Lent et paresseux : perdu dans l’instant

Cette histoire présente le sexe hétérosexuel, vanille, le missionnaire, la communication non verbale et l'orgasme masculin.

Déshabille-toi avec moi. Commencez par votre chemise. Soulevez-le, haut, au-dessus de votre tête, au-delà de vos coudes. Attends, ta chemise te couvre les yeux, alors laisse-moi me pencher pour un baiser. Vos lèvres sont délicieuses et nous venons à peine de commencer.

Je parie que tu es déjà dur comme un roc, car ma culotte est trempée de désir. Il ne faut pas longtemps pour qu'aucun de nous ne soit énervé, mais ce soir, nous allons y aller doucement.

Retirez votre chemise jusqu'au bout. Maintenant c'est mon tour. Mettez vos mains sur ma taille, saisissez le tissu et tirez-le vers le haut, vers le haut, au-dessus de ma tête. Nos langues se heurtent. Oh, j'adore notre goût.

Les pantalons doivent disparaître. Tirez la fermeture éclair vers le bas ; Je peux sentir ta longueur implorant d'être libérée de sa prison de denim. Il jaillit en avant et je dois me retenir de m'agenouiller devant toi pour le guider dans ma bouche. Mon soutien-gorge et ma culotte suivent rapidement. Il n’existe aucun moyen sexy de s’en débarrasser sans fouiller dans le fermoir.

Mon regard s'attarde sur ton corps, appréciant chaque courbe, chaque ligne, chaque centimètre. Nos yeux se croisent et je sens que tu es sur le point de renoncer à cette mascarade lente et délibérée pour me pencher et me baiser fort. Comme j'aurais aimé que vous le fassiez, mais ce n'est pas le jeu auquel nous jouons aujourd'hui.

Les mains s’explorent ; tes doigts allument des étincelles dans mon ventre. Vous inclinez la tête pour effleurer vos dents contre la peau entre mon cou et ma clavicule, et je laisse échapper un gémissement, m'accrochant fermement à vos bras parce qu'ils sont la seule chose qui me maintient debout.

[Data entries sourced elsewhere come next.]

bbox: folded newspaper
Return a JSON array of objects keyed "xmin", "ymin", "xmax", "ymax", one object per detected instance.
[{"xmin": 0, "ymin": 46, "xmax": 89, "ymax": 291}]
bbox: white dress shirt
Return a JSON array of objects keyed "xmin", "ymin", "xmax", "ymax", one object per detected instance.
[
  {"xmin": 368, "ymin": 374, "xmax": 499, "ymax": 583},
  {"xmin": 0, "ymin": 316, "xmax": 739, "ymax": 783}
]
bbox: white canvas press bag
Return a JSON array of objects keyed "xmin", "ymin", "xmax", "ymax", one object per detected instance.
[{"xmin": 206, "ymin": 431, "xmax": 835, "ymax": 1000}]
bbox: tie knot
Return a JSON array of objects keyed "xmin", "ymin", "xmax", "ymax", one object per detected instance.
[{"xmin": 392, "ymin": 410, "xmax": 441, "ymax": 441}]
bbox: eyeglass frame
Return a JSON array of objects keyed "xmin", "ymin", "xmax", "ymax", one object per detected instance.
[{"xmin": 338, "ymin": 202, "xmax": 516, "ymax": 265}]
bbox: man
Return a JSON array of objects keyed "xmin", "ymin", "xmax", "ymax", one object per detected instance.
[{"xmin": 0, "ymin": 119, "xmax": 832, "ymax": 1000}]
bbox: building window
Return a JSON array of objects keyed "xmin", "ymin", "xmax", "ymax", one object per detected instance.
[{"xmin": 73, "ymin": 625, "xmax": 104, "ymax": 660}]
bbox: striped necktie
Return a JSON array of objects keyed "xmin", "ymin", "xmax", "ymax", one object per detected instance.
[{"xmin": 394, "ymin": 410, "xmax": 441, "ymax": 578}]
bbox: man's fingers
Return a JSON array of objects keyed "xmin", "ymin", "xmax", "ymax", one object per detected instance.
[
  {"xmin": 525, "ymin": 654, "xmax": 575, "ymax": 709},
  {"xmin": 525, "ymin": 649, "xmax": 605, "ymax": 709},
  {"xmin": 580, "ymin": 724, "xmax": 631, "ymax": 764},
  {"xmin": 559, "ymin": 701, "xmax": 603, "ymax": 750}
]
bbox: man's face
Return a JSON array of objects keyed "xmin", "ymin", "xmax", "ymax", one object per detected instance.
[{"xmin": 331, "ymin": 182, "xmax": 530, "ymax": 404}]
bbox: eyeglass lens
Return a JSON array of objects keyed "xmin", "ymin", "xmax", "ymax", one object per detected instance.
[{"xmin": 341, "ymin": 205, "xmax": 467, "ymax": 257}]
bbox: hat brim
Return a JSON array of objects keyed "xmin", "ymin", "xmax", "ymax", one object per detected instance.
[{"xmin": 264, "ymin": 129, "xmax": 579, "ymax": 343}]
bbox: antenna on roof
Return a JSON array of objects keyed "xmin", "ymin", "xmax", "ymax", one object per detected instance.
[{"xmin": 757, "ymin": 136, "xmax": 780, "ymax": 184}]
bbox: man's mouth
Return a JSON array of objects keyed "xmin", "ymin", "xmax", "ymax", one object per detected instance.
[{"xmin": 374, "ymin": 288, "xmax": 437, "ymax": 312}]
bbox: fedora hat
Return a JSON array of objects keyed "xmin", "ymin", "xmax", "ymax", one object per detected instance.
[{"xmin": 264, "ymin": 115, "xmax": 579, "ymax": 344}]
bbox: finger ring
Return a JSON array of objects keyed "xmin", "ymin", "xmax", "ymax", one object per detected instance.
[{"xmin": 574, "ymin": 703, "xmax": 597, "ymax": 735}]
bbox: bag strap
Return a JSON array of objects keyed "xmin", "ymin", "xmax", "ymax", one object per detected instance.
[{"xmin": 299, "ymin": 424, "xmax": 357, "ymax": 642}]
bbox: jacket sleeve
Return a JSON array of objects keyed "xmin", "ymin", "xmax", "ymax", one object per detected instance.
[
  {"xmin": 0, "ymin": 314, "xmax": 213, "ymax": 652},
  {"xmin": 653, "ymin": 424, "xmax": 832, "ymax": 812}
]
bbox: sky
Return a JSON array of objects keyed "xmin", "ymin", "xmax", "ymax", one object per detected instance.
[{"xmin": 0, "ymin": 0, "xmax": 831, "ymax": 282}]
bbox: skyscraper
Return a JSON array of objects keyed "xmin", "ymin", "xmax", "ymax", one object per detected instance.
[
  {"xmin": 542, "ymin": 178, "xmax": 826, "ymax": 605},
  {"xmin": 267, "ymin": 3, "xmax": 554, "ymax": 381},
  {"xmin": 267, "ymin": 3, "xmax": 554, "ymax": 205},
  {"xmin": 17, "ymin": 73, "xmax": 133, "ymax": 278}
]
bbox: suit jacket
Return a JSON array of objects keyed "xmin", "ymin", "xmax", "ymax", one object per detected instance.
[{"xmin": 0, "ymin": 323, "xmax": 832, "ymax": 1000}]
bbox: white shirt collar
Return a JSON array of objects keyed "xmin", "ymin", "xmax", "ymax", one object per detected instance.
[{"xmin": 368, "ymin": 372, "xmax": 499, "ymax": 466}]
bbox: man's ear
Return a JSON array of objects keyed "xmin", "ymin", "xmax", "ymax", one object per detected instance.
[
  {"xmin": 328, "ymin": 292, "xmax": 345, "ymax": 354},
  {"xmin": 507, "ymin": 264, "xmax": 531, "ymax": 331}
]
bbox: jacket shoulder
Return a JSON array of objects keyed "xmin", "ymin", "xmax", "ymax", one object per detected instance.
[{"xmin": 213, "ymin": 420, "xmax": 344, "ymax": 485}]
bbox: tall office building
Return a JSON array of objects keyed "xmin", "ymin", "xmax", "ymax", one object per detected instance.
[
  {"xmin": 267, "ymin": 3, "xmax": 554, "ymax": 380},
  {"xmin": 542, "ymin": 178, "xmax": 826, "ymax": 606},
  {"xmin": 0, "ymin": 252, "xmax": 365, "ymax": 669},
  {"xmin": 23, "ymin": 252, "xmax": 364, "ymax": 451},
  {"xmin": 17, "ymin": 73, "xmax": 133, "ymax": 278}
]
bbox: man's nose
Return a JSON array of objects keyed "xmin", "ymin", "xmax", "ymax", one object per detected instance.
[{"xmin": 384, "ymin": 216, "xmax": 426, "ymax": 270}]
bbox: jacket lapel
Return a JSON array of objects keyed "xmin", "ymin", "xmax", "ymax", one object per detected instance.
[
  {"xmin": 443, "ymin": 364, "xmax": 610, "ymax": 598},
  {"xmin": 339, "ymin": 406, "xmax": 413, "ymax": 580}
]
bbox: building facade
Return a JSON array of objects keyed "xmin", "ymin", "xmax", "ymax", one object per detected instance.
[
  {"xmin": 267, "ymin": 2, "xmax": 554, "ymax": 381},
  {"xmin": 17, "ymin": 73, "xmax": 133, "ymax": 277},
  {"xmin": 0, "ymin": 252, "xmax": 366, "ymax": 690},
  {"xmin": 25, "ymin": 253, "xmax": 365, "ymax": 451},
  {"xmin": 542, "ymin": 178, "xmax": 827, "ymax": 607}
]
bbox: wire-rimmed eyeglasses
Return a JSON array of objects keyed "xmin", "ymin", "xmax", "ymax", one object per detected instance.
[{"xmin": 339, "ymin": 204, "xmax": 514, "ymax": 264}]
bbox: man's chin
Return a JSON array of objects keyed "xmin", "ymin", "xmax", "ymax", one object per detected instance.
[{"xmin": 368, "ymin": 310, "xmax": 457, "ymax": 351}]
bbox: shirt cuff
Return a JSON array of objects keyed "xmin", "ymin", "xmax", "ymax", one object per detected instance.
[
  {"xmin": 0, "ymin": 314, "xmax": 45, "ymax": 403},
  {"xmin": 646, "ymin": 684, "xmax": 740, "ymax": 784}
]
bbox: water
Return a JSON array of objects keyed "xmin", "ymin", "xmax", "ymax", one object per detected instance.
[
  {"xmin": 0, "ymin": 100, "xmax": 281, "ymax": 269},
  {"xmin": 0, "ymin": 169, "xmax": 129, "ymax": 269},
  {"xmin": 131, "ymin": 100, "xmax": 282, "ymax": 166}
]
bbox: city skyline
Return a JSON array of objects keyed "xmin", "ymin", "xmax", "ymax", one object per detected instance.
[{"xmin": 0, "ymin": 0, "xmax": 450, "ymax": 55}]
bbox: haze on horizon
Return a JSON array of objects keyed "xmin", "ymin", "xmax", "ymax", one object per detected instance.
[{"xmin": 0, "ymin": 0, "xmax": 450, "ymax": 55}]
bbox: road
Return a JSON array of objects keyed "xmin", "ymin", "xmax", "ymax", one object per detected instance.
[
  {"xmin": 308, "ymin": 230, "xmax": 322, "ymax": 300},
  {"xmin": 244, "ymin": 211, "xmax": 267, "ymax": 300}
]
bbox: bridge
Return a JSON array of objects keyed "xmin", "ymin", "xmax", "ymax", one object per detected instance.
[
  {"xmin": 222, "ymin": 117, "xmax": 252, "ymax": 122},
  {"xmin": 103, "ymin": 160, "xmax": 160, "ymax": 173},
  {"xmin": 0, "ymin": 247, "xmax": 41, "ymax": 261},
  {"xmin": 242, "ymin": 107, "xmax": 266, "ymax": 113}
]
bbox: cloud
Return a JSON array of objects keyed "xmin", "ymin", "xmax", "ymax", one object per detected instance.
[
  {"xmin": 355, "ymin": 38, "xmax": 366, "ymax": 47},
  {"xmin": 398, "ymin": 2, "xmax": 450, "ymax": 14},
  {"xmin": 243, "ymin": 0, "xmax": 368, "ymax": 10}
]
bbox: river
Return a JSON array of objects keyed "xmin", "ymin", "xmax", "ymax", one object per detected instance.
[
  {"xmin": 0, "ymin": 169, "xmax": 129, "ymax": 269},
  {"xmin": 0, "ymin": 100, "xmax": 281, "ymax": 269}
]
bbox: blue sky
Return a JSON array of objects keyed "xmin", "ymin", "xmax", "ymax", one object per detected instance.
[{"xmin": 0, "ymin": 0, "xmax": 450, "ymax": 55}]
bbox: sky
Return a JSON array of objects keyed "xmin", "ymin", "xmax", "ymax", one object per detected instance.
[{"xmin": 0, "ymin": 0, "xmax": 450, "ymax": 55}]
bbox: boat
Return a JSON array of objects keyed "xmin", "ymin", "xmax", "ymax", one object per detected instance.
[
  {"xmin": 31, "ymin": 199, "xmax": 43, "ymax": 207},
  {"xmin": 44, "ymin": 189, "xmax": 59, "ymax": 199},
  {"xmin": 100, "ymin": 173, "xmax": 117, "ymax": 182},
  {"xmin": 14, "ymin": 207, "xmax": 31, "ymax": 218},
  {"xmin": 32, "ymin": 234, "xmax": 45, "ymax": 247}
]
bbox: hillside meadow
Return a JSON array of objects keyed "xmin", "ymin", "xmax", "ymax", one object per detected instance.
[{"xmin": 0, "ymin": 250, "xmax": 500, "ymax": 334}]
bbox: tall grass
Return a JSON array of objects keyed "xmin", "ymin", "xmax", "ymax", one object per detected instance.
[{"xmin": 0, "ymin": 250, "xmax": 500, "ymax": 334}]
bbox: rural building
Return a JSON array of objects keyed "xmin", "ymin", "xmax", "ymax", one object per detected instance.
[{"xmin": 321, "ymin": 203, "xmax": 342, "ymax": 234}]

Guide-moi jusqu'au lit, laisse-le cogner contre l'arrière de tes genoux et assieds-toi, tire-moi entre tes jambes. Je peux te sentir contre ma chatte douloureuse et chaque nerf en moi explose. Je dois garder mes bras autour de ton cou pour les empêcher de réclamer ta bite. Gardez vos lèvres sur les miennes, distrayez-moi, s'il vous plaît, je vous en supplie.

Monte sur le lit, tourne-toi pour que je sois sur le dos sous toi. Vos bras de chaque côté de moi, gardez un contact visuel. Embrasse-moi. Commencez par mes lèvres, vers le bas, vers le bas, vers le bas, en passant par mes seins, mon ventre et… oh… juste là. Chaque cuisse attire l'attention. Les doigts se frayent un chemin dans les plis de ma chatte rose, la langue suit, lapant le désir liquide. Hum contre moi. Laissez les vibrations traverser mon cœur et transformer mon cerveau en bouillie.

Putain oui. Putain, putain, putain oui. Les minutes passent comme des heures. Chaque contact est plus angoissant que le précédent. Bientôt, vos doigts et votre langue partent et sont remplacés par la tête de votre sexe. Mon Dieu, j'ai besoin de toi en moi en ce moment. Je me déhanche pour t'accueillir, mais tu t'éloignes en secouant la tête. Ce n'est pas une course. Je gémis, mais tu ris. Putain de sadique. Ma cupidité constante à vouloir ta bite est la raison pour laquelle nous retirons cela. Très bien, il faut deux personnes pour jouer à un concours de regard fixe.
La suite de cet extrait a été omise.